A little more than a month ago, I was in a Phoenix-area hotel conference room with about a dozen service managers and directors from around the country listening as they shared best practices from their dealerships. They discussed big issues such as effective labor rates and leveraging the latest technology to improve customer service, and smaller things such as saving a few bucks here and there on shop supplies.
At the time, the coronavirus was just beginning to gain widespread notice but had not affected operations at any of their dealerships. It was not top of mind for most of the participants. There were no parts shortages from China, they told me, and customers were still showing up for repairs and maintenance.
In the weeks since, as the pandemic brought the auto industry and car dealerships to their knees, my thoughts often returned to that group in Arizona as I wondered how they were coping. I have heard from a few of them who have told me in anguished tones of having to furlough employees and trying to keep operations going with a limited crew.

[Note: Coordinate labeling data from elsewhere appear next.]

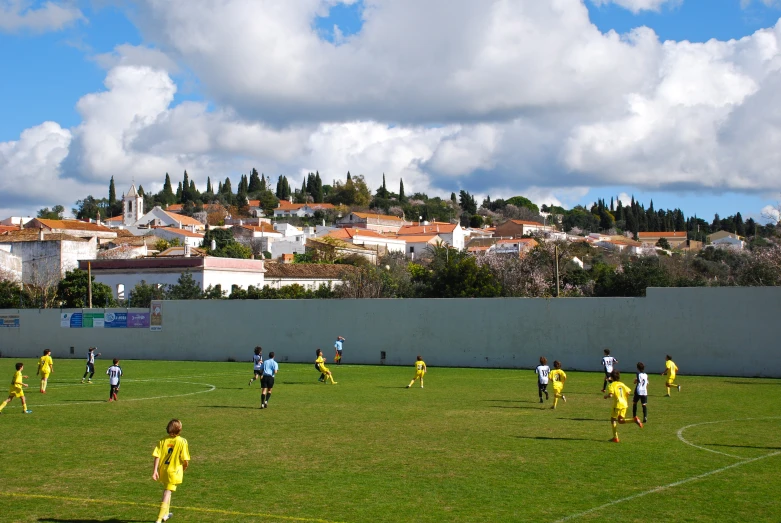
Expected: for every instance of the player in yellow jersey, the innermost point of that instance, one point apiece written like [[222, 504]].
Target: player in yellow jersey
[[558, 377], [45, 367], [420, 371], [670, 369], [620, 394], [17, 390], [172, 456], [320, 365]]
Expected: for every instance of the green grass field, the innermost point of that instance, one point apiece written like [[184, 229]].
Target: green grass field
[[473, 446]]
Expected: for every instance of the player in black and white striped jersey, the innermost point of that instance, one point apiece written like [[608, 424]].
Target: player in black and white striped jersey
[[607, 364], [257, 364], [114, 374], [641, 392], [542, 372]]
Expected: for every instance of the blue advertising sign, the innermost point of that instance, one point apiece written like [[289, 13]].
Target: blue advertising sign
[[115, 320]]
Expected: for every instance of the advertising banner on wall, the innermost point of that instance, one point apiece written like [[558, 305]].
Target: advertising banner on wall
[[71, 320], [115, 320], [93, 320], [156, 316], [9, 321], [138, 320]]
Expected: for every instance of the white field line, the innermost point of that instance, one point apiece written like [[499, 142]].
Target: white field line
[[210, 389], [743, 461]]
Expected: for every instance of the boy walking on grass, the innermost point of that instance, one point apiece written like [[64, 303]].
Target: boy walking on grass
[[542, 372], [641, 392], [45, 367], [172, 456], [671, 369], [114, 374], [17, 390], [620, 394], [558, 377], [420, 371]]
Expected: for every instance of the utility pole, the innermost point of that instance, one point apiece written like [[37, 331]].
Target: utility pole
[[556, 255], [89, 284]]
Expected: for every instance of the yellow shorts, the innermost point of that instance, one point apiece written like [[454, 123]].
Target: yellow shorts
[[16, 392], [619, 412]]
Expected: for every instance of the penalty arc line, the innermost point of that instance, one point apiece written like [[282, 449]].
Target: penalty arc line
[[157, 505], [666, 487], [211, 389], [743, 461]]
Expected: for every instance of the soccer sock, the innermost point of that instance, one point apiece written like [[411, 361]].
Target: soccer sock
[[163, 511]]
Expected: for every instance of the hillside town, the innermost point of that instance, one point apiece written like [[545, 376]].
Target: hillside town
[[302, 248]]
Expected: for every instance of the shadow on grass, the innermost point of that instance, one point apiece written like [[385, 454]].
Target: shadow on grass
[[112, 520], [741, 446], [228, 407], [550, 438]]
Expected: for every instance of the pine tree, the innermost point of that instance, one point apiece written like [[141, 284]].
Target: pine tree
[[112, 193]]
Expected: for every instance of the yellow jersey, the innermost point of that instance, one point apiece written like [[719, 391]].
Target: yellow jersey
[[557, 376], [620, 394], [45, 364], [16, 381], [172, 453]]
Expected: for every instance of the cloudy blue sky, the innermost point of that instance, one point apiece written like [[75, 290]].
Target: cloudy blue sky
[[563, 101]]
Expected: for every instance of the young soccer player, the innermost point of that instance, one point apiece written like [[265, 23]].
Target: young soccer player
[[257, 364], [542, 372], [90, 364], [558, 377], [607, 364], [641, 392], [339, 346], [45, 367], [420, 371], [172, 456], [671, 369], [620, 394], [270, 369], [114, 373], [17, 390], [320, 364]]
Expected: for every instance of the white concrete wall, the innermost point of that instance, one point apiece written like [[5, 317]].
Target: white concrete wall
[[688, 323]]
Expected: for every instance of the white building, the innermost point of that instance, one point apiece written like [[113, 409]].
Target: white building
[[451, 233], [123, 275], [369, 239], [183, 236], [308, 275], [47, 257]]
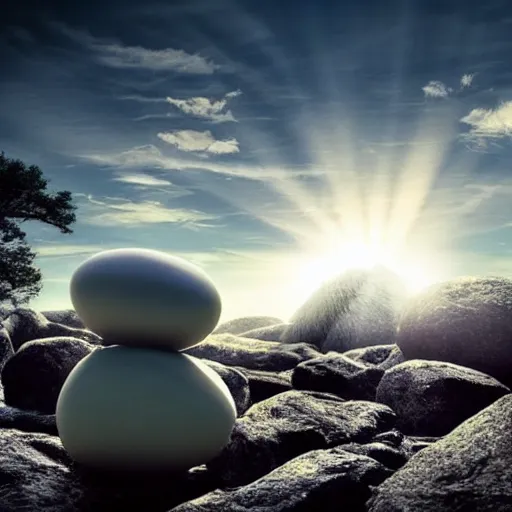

When I interviewed to be editor of Fixed Ops Journal in December, everyone I spoke to emphasized how vital the service, parts and body departments were at a dealership. The sales staff at the front of the store may be the favored child and get all the attention, they told me, but fixed ops was the breadwinner in the family.
That importance may never be more apparent than right now. As dealership consultant Rob Gehring put it: "Fixed operations have once again become critical to the survival of car dealerships."
Many U.S. governors have signed stay-at-home orders to curb the spread of COVID-19, allowing only "essential" businesses to remain open. For most states, this means no vehicle sales at dealerships. But service departments could still operate to keep ambulances, cars of first responders and the vehicles of health care workers, among others, properly maintained.
To Gehring, this all is reminiscent of the 2008-09 Great Recession, when fixed ops departments helped dealerships survive. Gehring says dealerships will make it through this pandemic as well. "It will be challenging but survivable," he says.
And when it's all over, Gehring says dealership owners will once again declare: "Wow, this fixed ops thing isn't such a bad way to make a living."